Cold Spell (November 2018 - March 2019). Silver-gelatin photographic papers exposed to snow, rain, ice, and obscured sunlight, 20x24 inches each. Exposure times range from a few minutes to one hour, and include the passage of naturals events like blizzards, late winter thaws and snow showers. Exhibited at the Gladstone House, April 4 - 27, 2019. Made with the support of the Ontario Arts Council.

Exhibition essay by Juan Camillo Garza

Like taxidermy, or a wolf removed from its howl, light recorded on its own is without living dimension | Everything that exists burns to produce true records; even the stones that wear down our soles | are like paws clawing the earth for food and posterity, hunting their reminders into the side of our boots | And though light shows us what’s in front of us, real clarity is a nail embraced barefoot in the dark | Real proof of living--real clarity--leaves marks, like the edges of snow and rock to paper.

The organic forms born from these experiments, much like photos, are moments trapped in amber | but more than a photo--which lives like a butterfly pinned with its wings in a case--here there are marks | Here there are scratches that wound the image, strange colours born from raw embrace | Here there are images born from wrestling nature, visual records of a natural earth without obstacle | Here, ultimately, nature is revealed as a participant -- As much a part of work as the paper itself.

In nature, everything begs the camera to fall apart, because a camera is too perfect for the outdoors | And so here it is removed. Everything is removed.
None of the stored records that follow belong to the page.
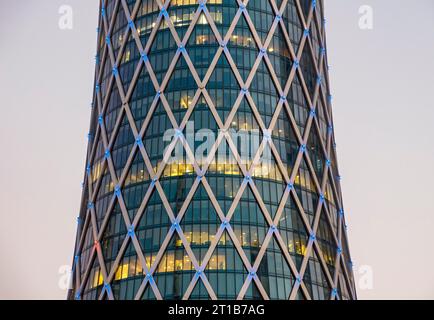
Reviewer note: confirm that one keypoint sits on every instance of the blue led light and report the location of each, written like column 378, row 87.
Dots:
column 175, row 224
column 117, row 190
column 267, row 135
column 153, row 181
column 178, row 133
column 144, row 57
column 131, row 23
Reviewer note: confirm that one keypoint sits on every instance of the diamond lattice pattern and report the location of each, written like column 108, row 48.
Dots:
column 268, row 227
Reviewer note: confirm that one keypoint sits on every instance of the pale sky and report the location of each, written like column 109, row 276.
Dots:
column 383, row 110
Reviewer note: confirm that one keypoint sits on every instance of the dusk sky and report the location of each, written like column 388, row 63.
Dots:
column 383, row 109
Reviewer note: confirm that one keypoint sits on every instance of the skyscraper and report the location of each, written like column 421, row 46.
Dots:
column 211, row 168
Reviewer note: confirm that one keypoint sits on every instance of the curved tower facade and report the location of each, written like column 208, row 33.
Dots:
column 211, row 167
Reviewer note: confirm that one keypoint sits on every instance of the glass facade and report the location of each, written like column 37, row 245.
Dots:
column 262, row 222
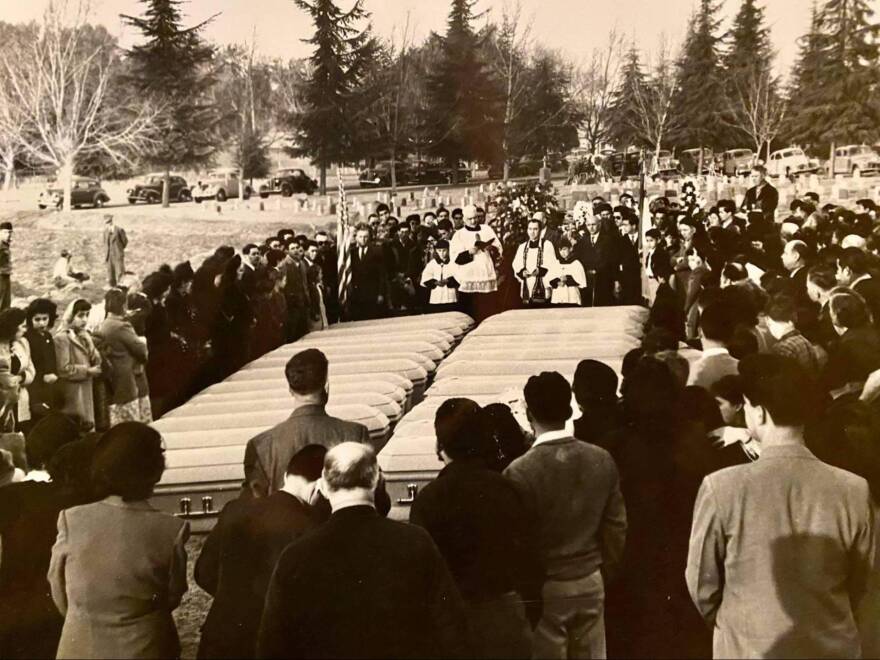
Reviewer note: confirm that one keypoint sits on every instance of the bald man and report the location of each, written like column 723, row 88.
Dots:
column 361, row 585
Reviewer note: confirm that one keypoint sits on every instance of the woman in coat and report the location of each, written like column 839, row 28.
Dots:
column 118, row 567
column 125, row 352
column 43, row 391
column 78, row 363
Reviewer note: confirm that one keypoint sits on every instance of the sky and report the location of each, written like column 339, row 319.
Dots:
column 574, row 27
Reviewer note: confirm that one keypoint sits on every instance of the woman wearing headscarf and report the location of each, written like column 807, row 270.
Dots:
column 124, row 352
column 16, row 369
column 79, row 362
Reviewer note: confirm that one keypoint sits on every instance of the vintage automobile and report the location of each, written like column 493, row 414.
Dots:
column 737, row 162
column 379, row 176
column 856, row 159
column 84, row 192
column 791, row 162
column 690, row 161
column 221, row 184
column 149, row 190
column 287, row 182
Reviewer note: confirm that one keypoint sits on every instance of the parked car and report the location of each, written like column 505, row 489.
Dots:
column 856, row 158
column 84, row 192
column 287, row 182
column 221, row 185
column 379, row 176
column 149, row 190
column 737, row 162
column 791, row 162
column 690, row 161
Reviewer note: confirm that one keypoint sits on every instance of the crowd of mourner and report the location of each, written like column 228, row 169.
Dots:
column 719, row 505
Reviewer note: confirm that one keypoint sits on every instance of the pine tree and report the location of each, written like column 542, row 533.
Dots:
column 624, row 113
column 463, row 96
column 807, row 96
column 700, row 98
column 848, row 75
column 325, row 128
column 171, row 66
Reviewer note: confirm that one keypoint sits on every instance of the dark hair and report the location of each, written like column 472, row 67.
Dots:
column 114, row 301
column 716, row 322
column 306, row 371
column 848, row 309
column 729, row 388
column 822, row 276
column 461, row 430
column 10, row 319
column 129, row 461
column 780, row 385
column 308, row 462
column 41, row 306
column 548, row 397
column 781, row 308
column 854, row 259
column 594, row 382
column 510, row 439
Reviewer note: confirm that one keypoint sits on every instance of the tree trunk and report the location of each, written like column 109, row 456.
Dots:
column 166, row 188
column 66, row 174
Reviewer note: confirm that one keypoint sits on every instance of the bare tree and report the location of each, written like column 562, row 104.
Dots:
column 757, row 109
column 510, row 62
column 61, row 88
column 595, row 84
column 653, row 101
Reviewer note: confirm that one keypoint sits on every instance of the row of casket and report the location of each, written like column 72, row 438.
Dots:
column 492, row 364
column 378, row 371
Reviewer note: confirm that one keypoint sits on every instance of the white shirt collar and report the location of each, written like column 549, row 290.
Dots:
column 551, row 435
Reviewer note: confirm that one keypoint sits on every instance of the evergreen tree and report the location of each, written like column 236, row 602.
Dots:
column 325, row 128
column 624, row 111
column 171, row 66
column 463, row 97
column 848, row 75
column 807, row 96
column 699, row 101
Everything except what is necessary to record | Light-sensitive paper, daylight, a jacket, hands, eyes, shoes, the world, curiosity | By shaving away the instruments of the practice, everything is distilled down to the most essential, | until there is nothing left but what is necessary-- until any less would just be nature itself.

The images display an estranged relationship between humans and the natural world | Truly, in order to create any of the pieces, the artist must be violent against nature | In the work, natural objects are scrapped against the treated paper like teeth to an enemy | And so perhaps the images are a reminder of our capacity for both destruction and creation | A reminder that the hands that create are the very same that can destroy.

Maybe there is magic in the frost, in the way it stains paper | and how every chemical and rock wades through lifetimes to meet together | and stain the purple pages in a strange rendezvous | Between the natural and the chemical, perhaps, there is something more than either alone | Past the human, past the cold, past the natural, past the camera, maybe there is magic.